Author: Liu, Yanli; Sun, Wenwu; Li, Jia; Chen, Liangkai; Wang, Yujun; Zhang, Lijuan; Yu, Li
Title: Clinical features and progression of acute respiratory distress syndrome in coronavirus disease 2019
  • Cord-id: mlkxcn5k
  • Document date: 2020_2_20
  • ID: mlkxcn5k
    Snippet: Background: The outbreak of severe acute respiratory syndrome coronavirus 2 (SARS-CoV-2) results in a cluster of coronavirus disease 2019 (COVID-19). We reported the clinical characteristics of COVID-19 patients with acute respiratory distress syndrome (ARDS), and further investigated the treatment and progression of ARDS in COVID-19. Methods: This study enrolled 109 patients with COVID-19 admitted to the Central Hospital of Wuhan, a designated hospital in Wuhan, China, from January 2 to Februar
    Document: Background: The outbreak of severe acute respiratory syndrome coronavirus 2 (SARS-CoV-2) results in a cluster of coronavirus disease 2019 (COVID-19). We reported the clinical characteristics of COVID-19 patients with acute respiratory distress syndrome (ARDS), and further investigated the treatment and progression of ARDS in COVID-19. Methods: This study enrolled 109 patients with COVID-19 admitted to the Central Hospital of Wuhan, a designated hospital in Wuhan, China, from January 2 to February 1, 2020. Patients were followed up to February 12, 2020. The clinical data were collected from the electronic medical records. The differences in the treatment and progression with the time and the severity of ARDS were determined. Findings: Among 109 patients, mean age was 55 years, and 59 patients were male. With a median 15 days (range, 4 to 30 days) follow-up period, 31 patients (28.4%) died, while 78 (71.6%) survived and discharged.
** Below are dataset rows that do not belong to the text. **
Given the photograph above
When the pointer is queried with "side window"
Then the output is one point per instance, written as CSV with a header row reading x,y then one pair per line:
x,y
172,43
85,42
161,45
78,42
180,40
Of all patients, 53 (48.6%) developed ARDS. Compared to non-ARDS patients, ARDS patients were elder (mean age, 61 years vs. 49 years), and more likely to have the coexistent conditions, including diabetes (20.8% vs. 1.8%), cerebrovascular disease (11.3% vs. 0%), and chronic kidney disease (15.1% vs. 3.6%). Compared to mild ARDS patients, those with moderate and severe ARDS had higher mortality rates. No significant effect of antivirus, glucocorticoid, or immunoglobulin treatment on survival was observed in patients with ARDS. Interpretation: The mortality rate increased with the severity of ARDS in COVID-19, and the effects of current therapies on the survival for these patients were not satisfactory, which needs more attention from clinicians. Funding: Health and Family Planning Commission of Wuhan Municipality.